«Volontaria per salvare
mio figlio dalla droga»

«Quando torno a casa di notte, ogni giovedì, dopo essere stata a Nembro all’Associazione Amici di San Patrignano per incontrarmi con i volontari e le altre famiglie, sorrido. Finalmente sorrido».

È Annarosa Ceriani che racconta, mamma di un ragazzo che da 2 anni è accolto nella Comunità di San Patrignano e sta compiendo un percorso per «ritrovare la parte migliore di sé, sepolta sotto droga e alcol, ma soprattutto resa sterile dalle sue paure di vivere».

«L’Associazione Amici di San Patrignano ci ha accolti quando eravamo a brandelli, divorati da anni di tossicodipendenza, disperati e incattiviti da ciò che avevamo vissuto» spiega Anna. E Anna li ha contati i giovedì in cui ha percorso questa strada, sono esattamente 112, ciascuno con la propria storia, non sempre facile. Ogni volta quello che si fa è soprattutto ascoltare, nel rispetto delle esperienze di ciascuno: «I ragazzi raccontano le fatiche ad altri ragazzi che hanno vissuto la stessa esperienza, e i genitori fanno lo stesso con altri genitori. È un gruppo di auto mutuo aiuto». E così da utenti si diventa volontari, «è il bello di questa associazione: da persona bisognosa di aiuto diventi persona che può dare aiuto». Le famiglie che continuano a frequentare in modo assiduo l’associazione diventano così nuova linfa per le famiglie che si approcciano a questa realtà per la prima volta.

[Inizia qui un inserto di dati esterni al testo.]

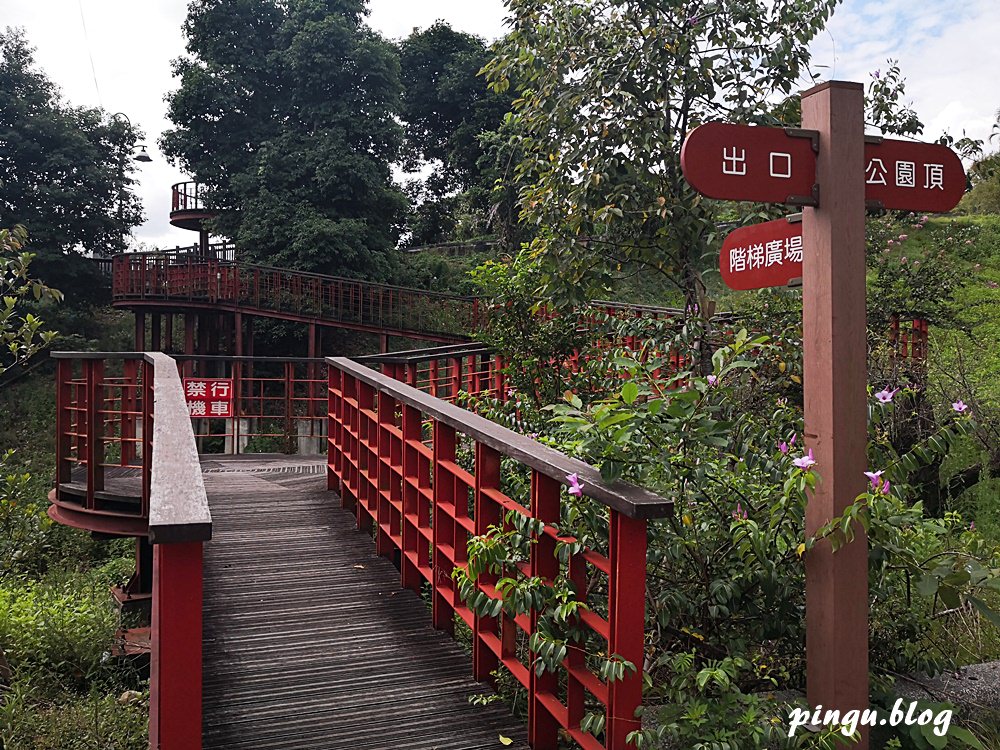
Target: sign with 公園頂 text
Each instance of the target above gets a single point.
(744, 163)
(775, 165)
(762, 255)
(209, 397)
(911, 176)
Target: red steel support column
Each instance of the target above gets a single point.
(175, 660)
(155, 328)
(626, 620)
(140, 332)
(543, 728)
(834, 351)
(168, 333)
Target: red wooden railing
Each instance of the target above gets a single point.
(186, 196)
(427, 475)
(126, 469)
(185, 279)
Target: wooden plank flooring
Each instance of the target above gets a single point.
(309, 640)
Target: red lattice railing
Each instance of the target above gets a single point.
(425, 476)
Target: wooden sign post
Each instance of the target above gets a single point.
(834, 351)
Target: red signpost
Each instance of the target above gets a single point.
(832, 170)
(740, 163)
(209, 397)
(763, 255)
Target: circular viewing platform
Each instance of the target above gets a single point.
(187, 209)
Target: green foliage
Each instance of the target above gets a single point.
(21, 332)
(67, 173)
(452, 122)
(606, 93)
(531, 341)
(65, 692)
(286, 112)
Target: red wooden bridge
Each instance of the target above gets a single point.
(302, 597)
(304, 602)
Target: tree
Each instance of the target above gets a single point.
(450, 116)
(286, 113)
(607, 91)
(22, 334)
(65, 173)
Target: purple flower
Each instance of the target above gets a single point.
(875, 477)
(575, 488)
(805, 462)
(885, 395)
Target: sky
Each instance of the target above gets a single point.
(116, 54)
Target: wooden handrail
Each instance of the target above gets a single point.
(632, 501)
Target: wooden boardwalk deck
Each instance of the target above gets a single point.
(309, 640)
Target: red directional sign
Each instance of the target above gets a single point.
(762, 255)
(209, 397)
(743, 163)
(774, 165)
(912, 176)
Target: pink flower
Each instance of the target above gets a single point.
(885, 395)
(805, 462)
(575, 488)
(875, 477)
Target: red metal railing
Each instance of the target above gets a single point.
(426, 476)
(125, 471)
(279, 404)
(186, 279)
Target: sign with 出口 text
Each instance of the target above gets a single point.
(209, 397)
(777, 165)
(762, 255)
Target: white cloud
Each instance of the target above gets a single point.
(948, 51)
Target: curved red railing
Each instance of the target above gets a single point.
(187, 279)
(186, 196)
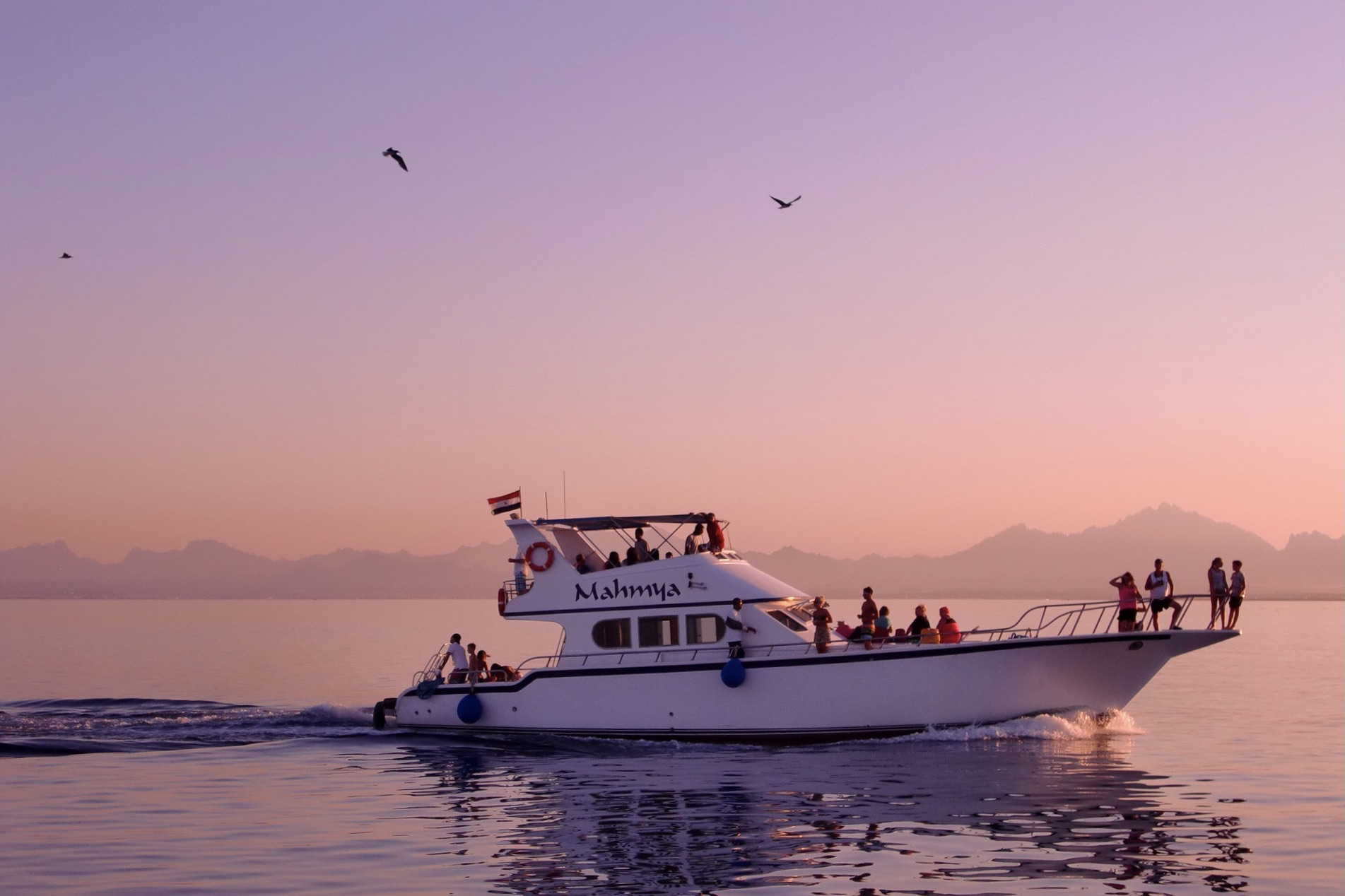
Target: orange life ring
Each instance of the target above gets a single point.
(545, 564)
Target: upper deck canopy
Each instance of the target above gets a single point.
(591, 524)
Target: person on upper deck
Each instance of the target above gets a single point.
(459, 656)
(715, 534)
(1127, 598)
(868, 614)
(693, 541)
(821, 623)
(948, 631)
(917, 626)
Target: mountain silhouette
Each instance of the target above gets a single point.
(1016, 562)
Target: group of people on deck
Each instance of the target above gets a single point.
(471, 665)
(1226, 598)
(876, 626)
(707, 536)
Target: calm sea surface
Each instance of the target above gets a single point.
(163, 747)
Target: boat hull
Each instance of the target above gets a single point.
(852, 693)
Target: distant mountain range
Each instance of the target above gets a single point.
(1016, 562)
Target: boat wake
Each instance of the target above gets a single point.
(66, 727)
(1076, 726)
(69, 727)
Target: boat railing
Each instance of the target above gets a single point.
(1044, 620)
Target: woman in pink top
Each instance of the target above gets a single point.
(1129, 601)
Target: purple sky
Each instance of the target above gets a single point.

Un passaggio significativo: «Mi ha aiutato a capire che anche io ho delle risorse anche se non sapevo più riconoscerle. Risorse che prima ho utilizzato per riprendermi e per rimettere in sesto la mia famiglia. Poi una volta riscoperte, ho iniziato a metterle a disposizione anche degli altri». E a partire da questi momenti l’impegno prosegue con incontri nelle scuole e negli oratori con genitori e ragazzi, perché la lotta al disagio passa anche dalla prevenzione, ci spiega: «Una delle cose importanti è mettersi in rete prima, ed è per questo che abbiamo iniziato a lavorare sul territorio». Un impegno che Anna ha assunto con il tempo, in modo graduale: «Nessuno ti forza e questo è la cosa più importante. Dai del tuo quando te la senti. Il primo passaggio è stato quello di riacquistare la propria dignità» spiega. «Vivere un figlio o un fratello con gravi problemi di tossicodipendenza vuol dire lentamente essere complici e perdere la dignità, perché facciamo cose che non avremmo mai pensato di poter fare, come denunciare nostro figlio o saldare i suoi debiti finanziando così l’illegalità. La prima opportunità è proprio quella di togliere il fango insieme alle altre famiglie che hanno vissuto la stessa esperienza. Se ci mettiamo insieme ce la facciamo, noi ce l’abbiamo fatta e quindi ce la farete anche voi: è questo il messaggio dell’associazione». Una bella riscoperta dopo anni di cose brutte: nasce così il bisogno di comunicarlo anche ad altri, di fargli sapere che hanno loro potranno farcela. Un nuovo impegno da volontari per aiutare chi vive le stesse sofferenze che hai vissuto anche tu.